Die 50-Meter-Trams sollen das bisher auf der Linie M4 eingesetzte Rollmaterial ersetzen, auf der derzeit noch der gekuppelte Fahrzeugtyp der ersten Berliner Niederflurbaureihe »GT6« in Betrieb ist. Nach 30 Jahren Bewegung erreichen diese Züge nun das planmäßige Ende ihrer Lebensdauer.

Der Berliner Fahrgastverband IGEB kritisiert, dass der Generationenwechsel bei den Bahnen für die M4 nicht für den Ausbau der Fahrgastkapazität genutzt wird. So hätten die bisherigen Wagons eine Kapazität von 300 Personen gehabt, bei der neuen 50-Meter-Tram steigt sie auf 310 Plätze. Demgegenüber hat der Großteil der modernisierten Haltestellen eine Länge von 60 Meter.

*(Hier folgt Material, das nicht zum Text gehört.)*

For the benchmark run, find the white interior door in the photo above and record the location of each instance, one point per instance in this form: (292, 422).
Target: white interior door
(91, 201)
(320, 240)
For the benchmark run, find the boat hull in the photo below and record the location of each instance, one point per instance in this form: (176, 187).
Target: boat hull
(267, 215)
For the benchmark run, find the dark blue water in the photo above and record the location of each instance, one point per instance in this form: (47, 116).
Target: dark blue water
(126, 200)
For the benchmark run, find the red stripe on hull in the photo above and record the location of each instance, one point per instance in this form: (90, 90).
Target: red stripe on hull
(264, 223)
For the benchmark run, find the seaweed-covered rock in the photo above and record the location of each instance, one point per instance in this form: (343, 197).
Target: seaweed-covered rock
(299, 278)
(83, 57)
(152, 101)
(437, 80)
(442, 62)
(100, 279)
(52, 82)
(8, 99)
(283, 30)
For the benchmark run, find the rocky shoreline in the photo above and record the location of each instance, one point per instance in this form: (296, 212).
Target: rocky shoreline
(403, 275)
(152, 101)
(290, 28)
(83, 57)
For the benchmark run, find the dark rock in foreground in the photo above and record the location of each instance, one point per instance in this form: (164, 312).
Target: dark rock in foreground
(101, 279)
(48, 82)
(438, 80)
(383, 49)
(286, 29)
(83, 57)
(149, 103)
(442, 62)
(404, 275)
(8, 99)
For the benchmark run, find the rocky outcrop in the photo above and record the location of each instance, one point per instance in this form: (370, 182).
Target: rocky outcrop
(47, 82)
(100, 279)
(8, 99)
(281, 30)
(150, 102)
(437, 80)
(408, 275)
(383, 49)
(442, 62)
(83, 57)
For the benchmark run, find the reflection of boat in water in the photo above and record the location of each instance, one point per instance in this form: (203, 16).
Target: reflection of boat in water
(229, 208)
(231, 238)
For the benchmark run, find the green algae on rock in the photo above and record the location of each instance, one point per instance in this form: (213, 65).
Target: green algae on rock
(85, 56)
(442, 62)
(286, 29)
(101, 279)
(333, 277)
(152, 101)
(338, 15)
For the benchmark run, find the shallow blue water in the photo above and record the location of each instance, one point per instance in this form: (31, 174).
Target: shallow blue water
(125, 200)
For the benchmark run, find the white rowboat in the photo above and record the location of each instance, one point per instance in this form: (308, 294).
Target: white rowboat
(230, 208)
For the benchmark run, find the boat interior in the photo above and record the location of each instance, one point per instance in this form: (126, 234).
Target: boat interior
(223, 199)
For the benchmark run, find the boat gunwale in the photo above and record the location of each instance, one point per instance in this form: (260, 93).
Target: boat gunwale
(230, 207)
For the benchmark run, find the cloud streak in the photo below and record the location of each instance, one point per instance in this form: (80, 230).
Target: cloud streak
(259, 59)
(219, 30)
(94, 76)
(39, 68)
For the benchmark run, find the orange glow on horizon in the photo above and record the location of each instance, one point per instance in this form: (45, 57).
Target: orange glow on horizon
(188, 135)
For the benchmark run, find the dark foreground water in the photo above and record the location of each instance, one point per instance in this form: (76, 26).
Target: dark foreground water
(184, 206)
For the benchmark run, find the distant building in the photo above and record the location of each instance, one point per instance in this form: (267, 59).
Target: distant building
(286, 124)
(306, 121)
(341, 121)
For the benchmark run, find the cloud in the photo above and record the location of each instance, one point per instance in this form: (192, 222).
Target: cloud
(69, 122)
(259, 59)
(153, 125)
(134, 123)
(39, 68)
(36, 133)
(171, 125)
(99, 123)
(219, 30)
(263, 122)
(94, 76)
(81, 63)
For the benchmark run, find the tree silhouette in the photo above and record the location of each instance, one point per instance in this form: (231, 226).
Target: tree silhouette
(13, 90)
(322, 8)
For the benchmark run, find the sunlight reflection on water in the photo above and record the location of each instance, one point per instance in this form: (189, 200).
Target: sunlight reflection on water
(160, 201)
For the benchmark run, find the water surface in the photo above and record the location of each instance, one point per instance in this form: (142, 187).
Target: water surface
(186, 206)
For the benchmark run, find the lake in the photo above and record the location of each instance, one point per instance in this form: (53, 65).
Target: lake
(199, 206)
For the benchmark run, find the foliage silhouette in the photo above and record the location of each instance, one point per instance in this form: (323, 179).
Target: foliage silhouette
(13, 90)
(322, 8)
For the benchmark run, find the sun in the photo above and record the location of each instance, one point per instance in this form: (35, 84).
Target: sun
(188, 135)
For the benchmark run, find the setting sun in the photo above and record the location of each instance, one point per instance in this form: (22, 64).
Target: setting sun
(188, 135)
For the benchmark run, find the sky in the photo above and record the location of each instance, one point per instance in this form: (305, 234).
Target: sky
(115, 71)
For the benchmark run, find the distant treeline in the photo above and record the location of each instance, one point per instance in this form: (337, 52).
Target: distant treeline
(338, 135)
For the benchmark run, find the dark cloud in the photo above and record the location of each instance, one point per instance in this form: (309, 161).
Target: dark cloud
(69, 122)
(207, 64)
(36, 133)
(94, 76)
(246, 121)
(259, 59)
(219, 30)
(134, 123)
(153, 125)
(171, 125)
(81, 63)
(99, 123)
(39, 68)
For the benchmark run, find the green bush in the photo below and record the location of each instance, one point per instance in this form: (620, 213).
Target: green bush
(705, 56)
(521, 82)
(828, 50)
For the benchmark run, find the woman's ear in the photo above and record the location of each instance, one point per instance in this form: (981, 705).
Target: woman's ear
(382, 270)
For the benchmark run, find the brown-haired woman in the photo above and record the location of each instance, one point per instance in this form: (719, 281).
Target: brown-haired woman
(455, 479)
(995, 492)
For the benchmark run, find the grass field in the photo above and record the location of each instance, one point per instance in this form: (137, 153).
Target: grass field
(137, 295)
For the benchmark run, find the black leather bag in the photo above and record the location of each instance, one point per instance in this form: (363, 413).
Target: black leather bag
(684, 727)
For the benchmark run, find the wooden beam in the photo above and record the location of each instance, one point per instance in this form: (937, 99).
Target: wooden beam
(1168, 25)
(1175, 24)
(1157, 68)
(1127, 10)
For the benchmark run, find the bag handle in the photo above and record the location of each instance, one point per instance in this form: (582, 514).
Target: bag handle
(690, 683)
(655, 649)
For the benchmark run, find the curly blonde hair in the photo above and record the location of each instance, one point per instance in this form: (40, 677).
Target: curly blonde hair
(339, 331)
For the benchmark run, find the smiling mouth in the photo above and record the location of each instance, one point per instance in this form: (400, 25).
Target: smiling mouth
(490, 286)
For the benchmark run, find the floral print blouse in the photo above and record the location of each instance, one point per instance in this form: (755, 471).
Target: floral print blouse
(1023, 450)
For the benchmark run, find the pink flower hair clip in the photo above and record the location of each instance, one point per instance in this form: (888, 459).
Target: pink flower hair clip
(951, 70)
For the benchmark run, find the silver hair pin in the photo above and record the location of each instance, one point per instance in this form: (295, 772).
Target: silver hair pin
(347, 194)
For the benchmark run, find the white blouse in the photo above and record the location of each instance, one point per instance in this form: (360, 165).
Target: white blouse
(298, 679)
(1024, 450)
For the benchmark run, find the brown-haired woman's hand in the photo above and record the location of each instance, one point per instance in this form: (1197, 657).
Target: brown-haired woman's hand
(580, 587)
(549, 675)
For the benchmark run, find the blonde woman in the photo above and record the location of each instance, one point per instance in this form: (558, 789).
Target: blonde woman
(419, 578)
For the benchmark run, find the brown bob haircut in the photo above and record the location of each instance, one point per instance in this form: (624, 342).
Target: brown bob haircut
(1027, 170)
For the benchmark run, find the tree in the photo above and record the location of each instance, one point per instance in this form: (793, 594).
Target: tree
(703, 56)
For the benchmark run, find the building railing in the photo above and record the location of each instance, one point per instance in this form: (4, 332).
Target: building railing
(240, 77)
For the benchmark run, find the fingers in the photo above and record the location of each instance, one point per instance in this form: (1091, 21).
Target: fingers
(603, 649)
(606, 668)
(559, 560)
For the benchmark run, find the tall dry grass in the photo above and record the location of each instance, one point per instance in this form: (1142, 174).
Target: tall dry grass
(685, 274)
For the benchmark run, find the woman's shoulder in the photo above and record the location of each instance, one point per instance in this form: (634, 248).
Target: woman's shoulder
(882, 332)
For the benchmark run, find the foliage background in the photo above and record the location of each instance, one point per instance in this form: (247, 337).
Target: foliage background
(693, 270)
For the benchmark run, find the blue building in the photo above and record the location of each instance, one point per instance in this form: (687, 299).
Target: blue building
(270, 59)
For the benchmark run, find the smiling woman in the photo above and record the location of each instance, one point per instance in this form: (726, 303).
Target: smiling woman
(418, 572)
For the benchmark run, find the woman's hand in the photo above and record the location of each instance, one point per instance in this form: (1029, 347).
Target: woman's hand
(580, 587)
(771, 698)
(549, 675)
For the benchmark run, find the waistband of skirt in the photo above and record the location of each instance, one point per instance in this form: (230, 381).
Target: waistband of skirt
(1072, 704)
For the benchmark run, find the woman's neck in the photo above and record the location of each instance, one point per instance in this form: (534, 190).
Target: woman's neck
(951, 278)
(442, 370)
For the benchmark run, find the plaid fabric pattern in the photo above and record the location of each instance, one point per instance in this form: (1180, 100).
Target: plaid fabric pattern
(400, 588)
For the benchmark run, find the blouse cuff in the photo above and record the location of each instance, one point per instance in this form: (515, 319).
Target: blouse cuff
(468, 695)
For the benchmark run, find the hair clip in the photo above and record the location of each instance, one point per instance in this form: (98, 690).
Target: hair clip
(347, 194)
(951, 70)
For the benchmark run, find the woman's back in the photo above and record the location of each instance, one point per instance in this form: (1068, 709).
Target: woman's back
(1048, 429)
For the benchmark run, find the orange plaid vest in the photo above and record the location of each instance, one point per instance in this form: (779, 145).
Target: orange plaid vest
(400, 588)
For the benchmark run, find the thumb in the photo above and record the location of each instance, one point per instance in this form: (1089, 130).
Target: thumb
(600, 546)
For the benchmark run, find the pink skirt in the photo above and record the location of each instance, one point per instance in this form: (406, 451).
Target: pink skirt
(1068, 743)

Die BVG sieht sich mit einem weiteren Vorwurf konfrontiert: Neben den 50-Meter-Trams bestellte sie auch drei 30-Meter-Fahrzeuge. Aufgrund der Kritik bezüglich der Kapazitäten ist es jedoch fraglich, ob kürzere Bahnen überhaupt gebaut werden. Immerhin erklärt die BVG, dass die neuen 30-Meter-Züge kuppelbar seien. In Fachkreisen gibt es allerdings von Anfang an Zweifel, ob dieser Aussage auch Taten folgen würden. Denn technisch bedeutet die Kuppelbarkeit einen erheblichen Eingriff in die Fahrzeugkonstruktion. Sollte die Lieferung der kurzen Züge ausfallen, entfällt dieser Aufwand.

Es gibt noch einen weiteren Grund, warum die BVG auf die 30-Meter-Züge verzichten will, von denen ursprünglich bis zu 82 Stück hätten bestellt werden sollen: Sie hätten vor allem die GT6-Züge im Berliner Südosten ersetzen sollen, wofür allerdings noch Umbauten an verschiedenen Stellen des Streckennetzes nötig wären. Denn die Züge sind mit 2,40 Metern zehn Zentimeter breiter als jene, die derzeit dort in Betrieb sind. Der Umbau hinkt aber dem alten Zeitplan hinterher. Gut möglich also, dass ein Teil der derzeit noch 150 GT6-Züge länger im Einsatz bleiben wird, als ursprünglich vorgesehen.